No que toca ao lixo, os aterros da cidade recebem além de sua capacidade e a cidade recicla apenas 10% do que produz. Além disso, são as regiões mais periféricas e carentes de infraestrutura urbana que recebem todo o ônus ambiental advindo da produção de resíduos sólidos, e sofrem com a ausência de acesso ao saneamento básico e à própria rede coletora do lixo.

São nas periferias que estão os aterros sanitários de Curitiba, que esgotados, tornam-se verdadeiros lixões. No que toca aos rios, são candentes os problemas causados pela poluição e pela impermeabilização do solo. Além disso, para ocupações humanas em suas cercanias, são corriqueiras as situações de enchentes. Ocorre que os fundos de vale e margens de rios foram ocupados em diversos locais na cidade, no entanto, tal prática tem sido tolerada no caso de grandes empreendimentos e reprimida no caso de populações de baixa renda, que sofrem com o problema do acesso à moradia.

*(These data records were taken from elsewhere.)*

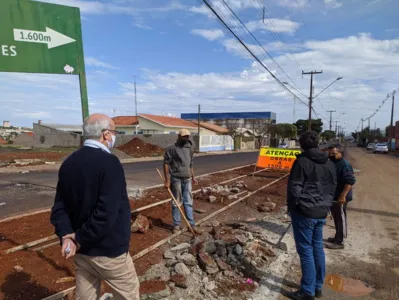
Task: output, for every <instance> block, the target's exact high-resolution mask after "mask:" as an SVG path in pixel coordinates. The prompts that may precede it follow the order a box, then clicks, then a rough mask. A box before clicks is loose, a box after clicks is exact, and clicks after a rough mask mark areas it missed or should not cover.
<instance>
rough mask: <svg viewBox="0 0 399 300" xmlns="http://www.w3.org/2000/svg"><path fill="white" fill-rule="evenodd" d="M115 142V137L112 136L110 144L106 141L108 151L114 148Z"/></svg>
mask: <svg viewBox="0 0 399 300" xmlns="http://www.w3.org/2000/svg"><path fill="white" fill-rule="evenodd" d="M115 141H116V136H115V135H112V140H111V142H110V141H108V149H112V148H114V146H115Z"/></svg>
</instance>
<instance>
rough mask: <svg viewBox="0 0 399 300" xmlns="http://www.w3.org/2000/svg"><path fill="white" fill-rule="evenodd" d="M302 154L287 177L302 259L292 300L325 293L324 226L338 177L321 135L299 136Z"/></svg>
mask: <svg viewBox="0 0 399 300" xmlns="http://www.w3.org/2000/svg"><path fill="white" fill-rule="evenodd" d="M299 143H300V144H301V148H302V149H303V153H302V154H300V155H298V156H297V159H296V160H295V162H294V165H293V166H292V169H291V173H290V176H289V179H288V188H287V205H288V210H289V213H290V215H291V220H292V228H293V231H294V238H295V244H296V248H297V252H298V254H299V257H300V259H301V269H302V279H301V288H300V290H298V291H297V292H295V293H292V294H291V295H290V297H291V298H292V299H303V300H307V299H314V298H315V297H316V298H320V297H321V296H322V288H323V282H324V276H325V255H324V249H323V225H324V224H325V223H326V217H327V214H328V212H329V210H330V208H331V206H332V203H333V199H334V193H335V187H336V185H337V176H336V171H335V166H334V164H333V163H332V162H331V161H329V160H328V155H327V153H324V152H322V151H321V150H320V149H319V148H318V145H319V136H318V134H317V133H316V132H314V131H308V132H305V133H304V134H302V135H301V136H300V138H299Z"/></svg>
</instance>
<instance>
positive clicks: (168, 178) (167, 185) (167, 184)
mask: <svg viewBox="0 0 399 300" xmlns="http://www.w3.org/2000/svg"><path fill="white" fill-rule="evenodd" d="M164 186H165V189H169V188H170V180H169V178H167V179H165V182H164Z"/></svg>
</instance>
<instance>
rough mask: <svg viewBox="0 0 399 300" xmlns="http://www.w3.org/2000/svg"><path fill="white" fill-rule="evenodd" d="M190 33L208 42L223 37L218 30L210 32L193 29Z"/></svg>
mask: <svg viewBox="0 0 399 300" xmlns="http://www.w3.org/2000/svg"><path fill="white" fill-rule="evenodd" d="M191 33H192V34H194V35H199V36H202V37H204V38H206V39H207V40H210V41H214V40H217V39H219V38H221V37H223V36H224V33H223V31H222V30H220V29H212V30H206V29H194V30H191Z"/></svg>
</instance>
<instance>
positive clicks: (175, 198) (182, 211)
mask: <svg viewBox="0 0 399 300" xmlns="http://www.w3.org/2000/svg"><path fill="white" fill-rule="evenodd" d="M157 171H158V174H159V176H160V177H161V179H162V181H165V179H164V178H163V176H162V173H161V171H159V169H157ZM167 190H168V192H169V195H170V196H171V197H172V200H173V201H174V202H175V205H176V206H177V208H178V209H179V211H180V214H181V215H182V216H183V219H184V221H186V224H187V226H188V228H189V229H190V231H191V233H192V234H193V235H195V233H194V230H193V228H192V227H191V225H190V223H189V222H188V220H187V218H186V214H185V213H184V212H183V210H182V209H181V207H180V205H179V202H178V201H177V200H176V198H175V196H173V193H172V191H171V190H170V188H167Z"/></svg>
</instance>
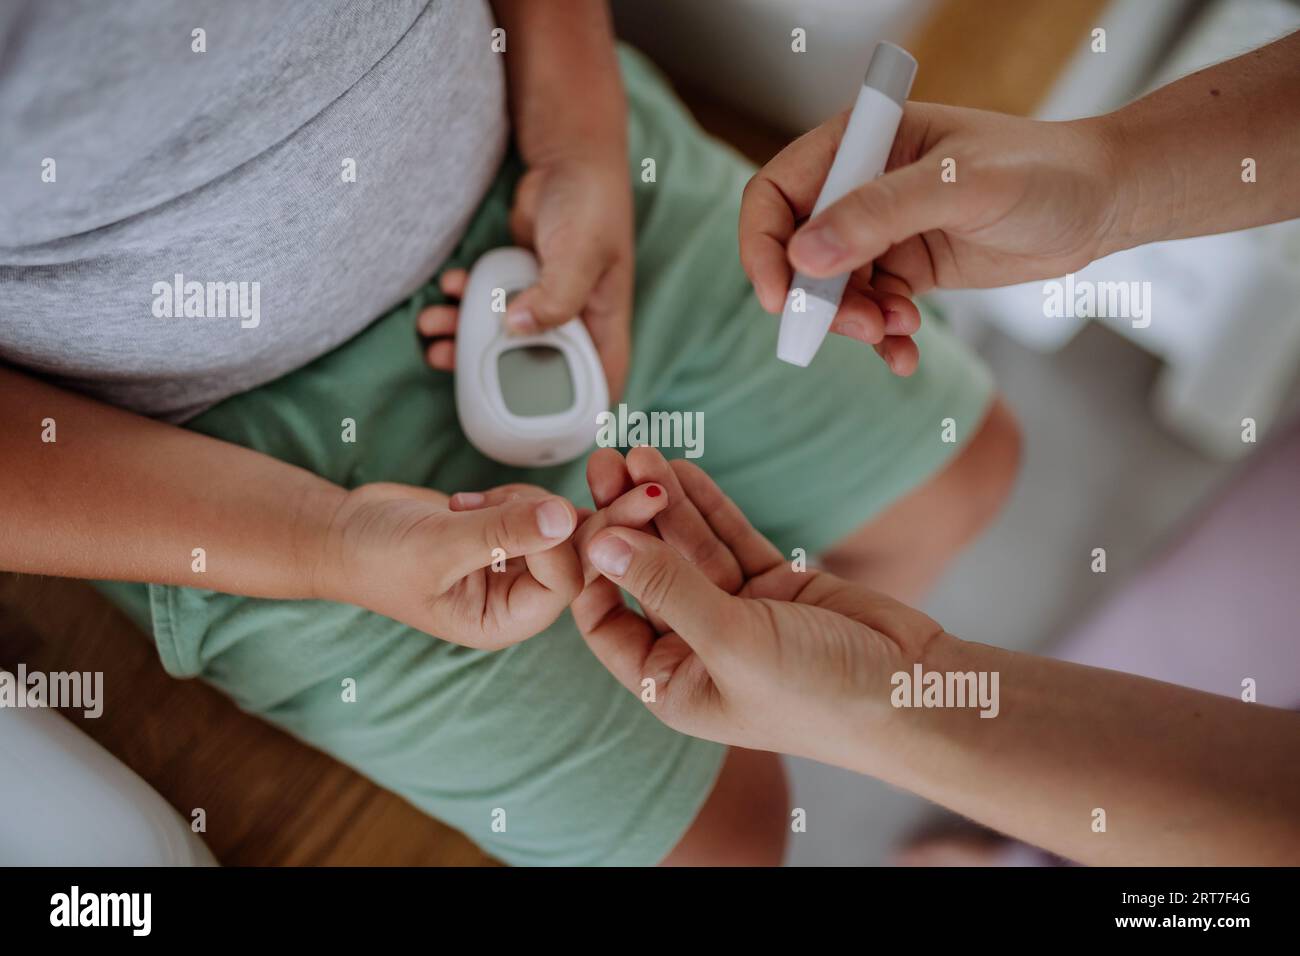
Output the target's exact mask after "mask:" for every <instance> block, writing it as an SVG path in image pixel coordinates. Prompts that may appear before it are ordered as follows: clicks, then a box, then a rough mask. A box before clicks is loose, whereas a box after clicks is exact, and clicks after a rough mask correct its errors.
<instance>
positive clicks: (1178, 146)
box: [740, 34, 1300, 375]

Por tais razões a política ambiental para os rios deve pautar-se pelo objetivo de recuperação da salubridade dos corpos d’água e recuperação de seu entorno, visando à compatibilização entre meio ambiente natural e construído nos casos que envolvam o direito à moradia. Por fim, a política de concessão de licenças ambientais para instalação de empreendimentos carece de transparência e de estudos aprofundados em relação aos impactos ambientais gerados.

São realizadas inúmeras concessões pelo poder público municipal e as contrapartidas dos empreendedores são reduzidas ou nulas. Diante da distribuição desigual dos benefícios e ônus gerados pela urbanização no ambiente, reivindicamos por uma Curitiba realmente ecológica para todas e todos!

  • Uma atuação da Secretaria de Meio Ambiente pautada pelo diálogo com a população, promovendo campanhas permanentes, amplas e populares de Educação Ambiental de forma a mobilizar a comunidade para a defesa de questões ambientais;
  • Não criminalização das populações de baixa renda nos conflitos sócio-ambientais;
  • Ampliação e aprimoramento da rede de coleta de esgoto, universalização do saneamento básico e tratamento adequado do esgoto antes de lançá-lo nos cursos d’água;
  • Mapear TODAS as nascentes e fundos de vales do município e promovendo o diálogo com eventuais comunidades que ocupem seu entorno para habitação, a fim de desenvolver alternativas de proteção;
  • Criação de áreas de conservação públicas, Parques Municipais, especialmente na região sul da cidade, que sejam áreas de utilização mista, servindo também para lazer da população.
  • Manutenção da gestão pública e implementar uma gestão participativa dos Parques Municipais já existentes e desenvolver projetos que aumentem a arborização com espécies nativas no município.
  • Promover uma ampla, participativa e transparente discussão pública, com realização de Consultas e Audiências regionalizadas acerca da gestão dos resíduos sólidos do Município, que encare o problema de esgotamento dos aterros existentes. Ampliar e melhorar a coleta seletiva de resíduos sólidos nos domicílios e nas empresas e a sua destinação final adequada, bem como, incentivar e apoiar o trabalho dos catadores de materiais recicláveis no município
  • Não renovação da licença do aterro sanitário Essencis, que se encontra em área residencial do Bolsão Sabará, na Cidade Industrial de Curitiba. Publicização e revisão de todas as licitações e contratos públicos que terceirizam a coleta e destinação de resíduos sólidos.